As part of the assignment, I was asked to complete 4 exercises the updated version of Chapter 8: Analyzing Patterns from GIS Tutorial II - Spatial Analysis Workbook by David W. Allen (2016) provided in the theme Assignment block. The leaning objectives for this assignment were to demonstrate an elementary understanding of spatial pattern analysis concepts and demonstrate understanding of a range of methods for analyzing global spatial patterns.

Strategies: For this problem, I used ESRI's ArcGIS Pro 2.8 along with tools such as Average nearest neighbor, GetisOrd General G, Multidistance clustering, or Ripley's K function and spatial autocorrelation, or global Moran's I For this project, the instructor provided data for the assignment in a folder containing 4 mxd. Files MXD (Map Exchange Document) which is a file format in which the maps created from ArcGIS software can be stored. MXD not only stores maps but also stores the symbology, layout, hyperlinks, toolbars added.

Method

Exercise 1: To complete this exercise I performed to calculates a nearest neighbor index based on the average distance from each feature to its nearest neighboring feature. To interpret the results, I looked at the nearest neighbor ratio, or index, and consider what results the other datasets might produce.

Exercise 2: To complete this assignment I used the minimum, the maximum, and the average distance to the specified Nth nearest neighbor (N is an input parameter) for a set of features. Results are written as tool execution messages that I interpreted individually. Follow with performing Calculate Distance Band from Neighbor Count (Spatial Statistics) five times using distances ranging from 700 feet to 1200 feet which Returns the minimum, the maximum, and the average distance to the specified Nth nearest neighbor (N is an input parameter) for a set of features in this case false alarms The results are written as tool execution messages that I interpreted individually and recorded.
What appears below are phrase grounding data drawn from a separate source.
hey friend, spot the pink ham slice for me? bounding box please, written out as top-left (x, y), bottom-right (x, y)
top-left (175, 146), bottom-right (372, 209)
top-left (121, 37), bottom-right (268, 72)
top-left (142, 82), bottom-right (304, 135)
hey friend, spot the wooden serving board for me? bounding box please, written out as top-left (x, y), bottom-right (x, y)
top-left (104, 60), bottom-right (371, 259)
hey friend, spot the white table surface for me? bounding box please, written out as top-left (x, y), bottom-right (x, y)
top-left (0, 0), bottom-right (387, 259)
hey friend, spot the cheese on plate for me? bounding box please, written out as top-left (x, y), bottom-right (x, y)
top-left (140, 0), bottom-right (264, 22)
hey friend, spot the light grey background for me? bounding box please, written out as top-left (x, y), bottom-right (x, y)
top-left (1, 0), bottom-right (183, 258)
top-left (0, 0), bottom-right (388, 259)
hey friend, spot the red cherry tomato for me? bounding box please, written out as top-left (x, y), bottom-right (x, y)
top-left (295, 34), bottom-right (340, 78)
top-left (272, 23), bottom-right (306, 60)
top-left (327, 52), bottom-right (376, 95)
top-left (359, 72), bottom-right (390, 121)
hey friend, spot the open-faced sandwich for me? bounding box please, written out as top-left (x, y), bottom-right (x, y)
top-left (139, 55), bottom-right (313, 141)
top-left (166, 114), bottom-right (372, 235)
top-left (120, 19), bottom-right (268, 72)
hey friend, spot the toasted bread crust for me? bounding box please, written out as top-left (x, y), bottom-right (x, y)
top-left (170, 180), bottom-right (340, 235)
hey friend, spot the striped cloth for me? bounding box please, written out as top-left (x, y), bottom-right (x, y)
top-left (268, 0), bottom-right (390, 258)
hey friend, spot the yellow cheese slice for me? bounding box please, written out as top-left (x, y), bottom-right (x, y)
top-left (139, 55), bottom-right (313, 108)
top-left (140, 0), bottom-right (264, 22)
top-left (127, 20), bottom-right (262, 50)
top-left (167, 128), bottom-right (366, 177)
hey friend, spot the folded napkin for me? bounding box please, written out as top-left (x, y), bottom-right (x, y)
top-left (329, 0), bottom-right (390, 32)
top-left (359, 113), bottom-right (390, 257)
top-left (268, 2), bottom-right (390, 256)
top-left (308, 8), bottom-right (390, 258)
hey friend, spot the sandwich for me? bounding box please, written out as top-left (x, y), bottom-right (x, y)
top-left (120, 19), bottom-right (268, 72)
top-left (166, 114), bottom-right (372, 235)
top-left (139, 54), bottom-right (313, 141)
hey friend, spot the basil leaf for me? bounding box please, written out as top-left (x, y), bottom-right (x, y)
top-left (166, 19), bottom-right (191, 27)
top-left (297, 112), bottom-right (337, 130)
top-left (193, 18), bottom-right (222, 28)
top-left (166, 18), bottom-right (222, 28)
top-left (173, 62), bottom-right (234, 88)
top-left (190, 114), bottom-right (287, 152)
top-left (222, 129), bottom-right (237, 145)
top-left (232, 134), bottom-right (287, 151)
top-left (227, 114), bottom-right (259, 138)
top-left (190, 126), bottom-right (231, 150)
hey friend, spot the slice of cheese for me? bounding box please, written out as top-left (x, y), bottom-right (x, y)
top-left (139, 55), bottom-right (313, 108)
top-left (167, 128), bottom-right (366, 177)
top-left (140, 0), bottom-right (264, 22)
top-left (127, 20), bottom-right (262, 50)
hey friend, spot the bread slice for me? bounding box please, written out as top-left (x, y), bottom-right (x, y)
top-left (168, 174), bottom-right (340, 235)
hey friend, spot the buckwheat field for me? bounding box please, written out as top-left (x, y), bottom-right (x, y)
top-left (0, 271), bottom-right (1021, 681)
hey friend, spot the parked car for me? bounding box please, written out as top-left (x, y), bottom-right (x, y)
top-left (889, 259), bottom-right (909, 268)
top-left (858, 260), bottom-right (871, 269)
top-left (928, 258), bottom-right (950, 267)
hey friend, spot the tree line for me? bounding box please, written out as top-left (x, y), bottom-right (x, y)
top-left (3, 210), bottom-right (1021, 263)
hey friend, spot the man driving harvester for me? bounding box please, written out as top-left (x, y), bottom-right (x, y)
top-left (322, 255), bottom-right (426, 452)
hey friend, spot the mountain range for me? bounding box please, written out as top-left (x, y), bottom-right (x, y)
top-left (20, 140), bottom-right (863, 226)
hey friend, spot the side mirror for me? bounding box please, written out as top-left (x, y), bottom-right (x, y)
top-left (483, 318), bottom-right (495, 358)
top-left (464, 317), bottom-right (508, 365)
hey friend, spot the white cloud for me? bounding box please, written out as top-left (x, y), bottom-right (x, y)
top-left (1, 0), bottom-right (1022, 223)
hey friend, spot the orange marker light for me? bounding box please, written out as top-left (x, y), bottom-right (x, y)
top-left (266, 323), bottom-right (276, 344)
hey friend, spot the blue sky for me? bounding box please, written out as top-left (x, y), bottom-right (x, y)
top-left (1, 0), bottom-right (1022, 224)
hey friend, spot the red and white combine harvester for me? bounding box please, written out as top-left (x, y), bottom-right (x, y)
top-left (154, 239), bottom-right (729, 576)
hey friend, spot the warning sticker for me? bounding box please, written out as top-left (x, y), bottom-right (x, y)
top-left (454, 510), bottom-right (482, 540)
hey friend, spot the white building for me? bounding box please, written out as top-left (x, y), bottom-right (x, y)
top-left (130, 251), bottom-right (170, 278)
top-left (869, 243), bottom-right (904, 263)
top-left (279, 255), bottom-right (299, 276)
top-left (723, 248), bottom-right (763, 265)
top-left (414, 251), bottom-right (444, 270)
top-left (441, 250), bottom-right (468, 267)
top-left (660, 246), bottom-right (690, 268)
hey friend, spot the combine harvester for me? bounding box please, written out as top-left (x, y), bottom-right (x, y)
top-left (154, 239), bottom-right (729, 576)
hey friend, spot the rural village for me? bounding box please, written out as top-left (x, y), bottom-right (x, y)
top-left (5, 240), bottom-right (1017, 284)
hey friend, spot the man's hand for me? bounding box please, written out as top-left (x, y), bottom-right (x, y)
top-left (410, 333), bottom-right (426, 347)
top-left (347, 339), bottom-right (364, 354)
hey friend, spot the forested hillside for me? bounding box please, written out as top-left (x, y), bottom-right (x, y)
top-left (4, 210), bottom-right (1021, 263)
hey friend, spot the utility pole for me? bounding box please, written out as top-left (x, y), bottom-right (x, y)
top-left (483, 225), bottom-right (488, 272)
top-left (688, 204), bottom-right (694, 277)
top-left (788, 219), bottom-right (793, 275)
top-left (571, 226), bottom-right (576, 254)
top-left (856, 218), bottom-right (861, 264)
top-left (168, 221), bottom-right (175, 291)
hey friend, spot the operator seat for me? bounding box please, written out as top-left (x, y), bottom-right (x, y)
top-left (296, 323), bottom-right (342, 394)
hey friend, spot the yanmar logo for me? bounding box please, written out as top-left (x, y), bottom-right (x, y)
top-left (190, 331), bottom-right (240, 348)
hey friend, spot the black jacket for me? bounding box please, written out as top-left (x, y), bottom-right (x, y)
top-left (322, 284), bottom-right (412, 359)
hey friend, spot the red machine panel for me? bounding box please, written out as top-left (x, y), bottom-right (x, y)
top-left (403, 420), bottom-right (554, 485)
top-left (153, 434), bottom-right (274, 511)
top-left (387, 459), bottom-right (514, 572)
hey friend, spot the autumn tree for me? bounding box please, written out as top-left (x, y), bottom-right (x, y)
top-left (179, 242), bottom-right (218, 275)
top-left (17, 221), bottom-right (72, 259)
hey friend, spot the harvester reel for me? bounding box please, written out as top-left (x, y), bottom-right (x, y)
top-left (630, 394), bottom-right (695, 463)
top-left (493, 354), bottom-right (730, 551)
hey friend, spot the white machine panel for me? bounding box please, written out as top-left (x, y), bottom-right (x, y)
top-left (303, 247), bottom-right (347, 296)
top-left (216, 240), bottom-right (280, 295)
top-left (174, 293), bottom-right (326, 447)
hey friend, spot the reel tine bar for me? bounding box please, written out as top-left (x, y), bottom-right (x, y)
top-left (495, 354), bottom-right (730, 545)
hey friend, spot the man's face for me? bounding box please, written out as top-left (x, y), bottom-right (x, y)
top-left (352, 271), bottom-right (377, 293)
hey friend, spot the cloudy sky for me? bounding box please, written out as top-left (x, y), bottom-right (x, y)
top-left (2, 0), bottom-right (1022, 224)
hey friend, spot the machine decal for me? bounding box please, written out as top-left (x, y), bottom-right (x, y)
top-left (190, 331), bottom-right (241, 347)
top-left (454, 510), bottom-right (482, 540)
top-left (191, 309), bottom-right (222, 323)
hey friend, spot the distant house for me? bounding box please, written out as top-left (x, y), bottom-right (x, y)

Exercise 3: To complete this exercise I used the Multi-Distance Spatial Cluster Analysis (Ripley's K Function) (Spatial Statistics) which Determines whether features, or the values associated with features, exhibit statistically significant clustering or dispersion over a range of distances using Beginning Distance of 200 and Distance Increment of 100. Followed with performing calculate field to find the difference between Observed K and Hi confidence interval then from this calculation I created a graph.

Exercise 4: to complete this exercise I used the aggregate point tool to convert the patron location point feature into a polygon feature then I used the spatial join tool to Joins attributes from the newly create polygon feature to the grid. Next, I performed the Spatial Autocorrelation (Global Moran's I) which Measures spatial autocorrelation based on feature locations and attribute values using the Global Moran's I statistic 6 times using Test distances between 2800 ft - 3800 ft with 200 ft increments.

Process diagram

During the completion of this assisment I learn about how Ripley's K function can be used to examine the clustering of a certain plant species. Additionally, regional search may be done for the significance of clustering rather than using only the next nearest neighbor using this tool.

New Problem Description Ripley's K function can be used to examine the clustering of longleaf pines species present in a site where gopher tortoise resides.

Data Needed Shapefile of nature preserve from NC OneMap. Data on longleaf pines from Forest manager including GPS locations of trees and another table with gopher burrows count(all data containing field tract.).

Analysis Procedures Use calculate field to match the field type of all my tables then add a join between gopher tortoise and longleaf pines. Followed by performing a Multi-Distance Spatial Cluster Analysis (Ripley's K Function) (Spatial Statistics) to exhibit statistically significant clustering of longleaf pines at 10 feet. And Distance Increment of 2 feet. Followed with performing calculate field to find the difference between Observed K and Hi confidence interval then from this calculation I will create graphs to show relationship.